Load CSV tables into AtomSpace

linas commented 2 years ago

This provides an ability to load plain-text tables (comma-separated values, tab-seperated values) into the AtomSpace.

The format allows Atomese programs to act on the columns of the table (add, subtract, etc.)

This is one of the important capabilities needed by old-style as-moses.

linas commented 2 years ago

BTW, @ngeiswei @Habush @kasimebrahim @Yidnekachew @Bitseat @Eman @behailu04 I'd like to bring your attention to the brand-new demo examples/atomspace/table.scm It does two things: it shows you how to load a CSV/TSV table into the atomspace -- this is now a "core function" in the atomspace. Next, it shows how to write functions that act on the table, and how to write scoring functions, in pure atomese. All this works outside of AS-MOSES.

The main difference here is that the main atomspace evaluator is used, instead of the as-moses evaluator. That means that all the functions from the AtomSpace are supported, and not just some of them. The functions look very similar to the as-moses atomese/combo trees; they're only a little bit different. There's an extra ValueOf link used to fish out the data from the columns. Otherwise, its more or less identical.

This opens the possibility for applying moses algos to non-table data, including video and audio data, or any kind of streaming data, or complex data sources. The Value system allows data to flow in from anywhere, in any way. The AS-MOSES system can then explore different kinds of mutations applied to data processing pipelines. I'm getting ready to tackle some of these data sources.

Anyway, thanks for your work in as-moses. It's not been in vain. The future is bright, methinks.

Bitseat commented 2 years ago

Hi Linas,

It is really great to hear the news and also great to hear from you. :) Congratulations on the big achievement and I thank you for the recognition.

Kind regards, Bitseat

On Sun, Aug 21, 2022 at 1:32 PM Linas Vepštas @.***> wrote:

Merged #2989 https://github.com/opencog/atomspace/pull/2989 into master.

— Reply to this email directly, view it on GitHub https://github.com/opencog/atomspace/pull/2989#event-7227522900, or unsubscribe https://github.com/notifications/unsubscribe-auth/AGKAU5AAF7BAHKLINETGCF3V2IAU7ANCNFSM57D4MTCQ . You are receiving this because you were mentioned.Message ID: @.***>

kasimebrahim commented 2 years ago

That is impressive @linas! And thank you for keeping us in the loop.

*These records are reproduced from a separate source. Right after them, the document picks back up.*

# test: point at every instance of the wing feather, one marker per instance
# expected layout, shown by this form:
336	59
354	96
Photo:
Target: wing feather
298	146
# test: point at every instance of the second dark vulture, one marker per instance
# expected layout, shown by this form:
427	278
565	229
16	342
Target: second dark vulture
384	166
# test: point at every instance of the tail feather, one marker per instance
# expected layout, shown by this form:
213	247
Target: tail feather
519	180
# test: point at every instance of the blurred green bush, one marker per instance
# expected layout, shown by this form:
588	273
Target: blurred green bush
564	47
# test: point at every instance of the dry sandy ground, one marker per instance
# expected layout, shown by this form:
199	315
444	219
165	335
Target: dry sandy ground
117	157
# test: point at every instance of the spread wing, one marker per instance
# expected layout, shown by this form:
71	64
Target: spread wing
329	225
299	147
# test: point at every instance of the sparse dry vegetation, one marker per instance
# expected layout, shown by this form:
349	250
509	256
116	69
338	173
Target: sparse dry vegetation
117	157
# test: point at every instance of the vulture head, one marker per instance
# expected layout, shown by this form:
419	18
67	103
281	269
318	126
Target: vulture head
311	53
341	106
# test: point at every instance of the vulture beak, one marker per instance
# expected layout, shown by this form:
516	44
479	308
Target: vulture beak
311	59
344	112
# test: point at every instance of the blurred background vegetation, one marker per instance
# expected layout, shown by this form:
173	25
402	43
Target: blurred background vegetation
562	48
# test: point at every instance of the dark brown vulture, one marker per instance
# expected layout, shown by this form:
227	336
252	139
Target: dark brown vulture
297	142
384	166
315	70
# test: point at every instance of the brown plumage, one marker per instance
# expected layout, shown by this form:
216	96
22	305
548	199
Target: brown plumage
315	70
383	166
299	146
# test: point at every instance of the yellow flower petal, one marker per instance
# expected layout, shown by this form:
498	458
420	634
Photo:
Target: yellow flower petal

mjsduncan commented 2 years ago

this is very cool, thanks linus! how hard would it be to expand this to import sql db dumps and reproduce the relationships of the connecting keys between tables?

linas commented 2 years ago

Hi @mjsduncan -- not hard. Not easy. It depends.

Let me start with a question. Do you want the SQL data as Values, or as Atoms? The CSV mapping puts an entire column of a table into a single vector value (because this is "natural" for moses) An alternative would have been to take each row of the table, and convert it into a (EvaluationLink (PredicateNode "my CSV table") (List (Concept "...") (DateNode "...") (NumberNode ...)))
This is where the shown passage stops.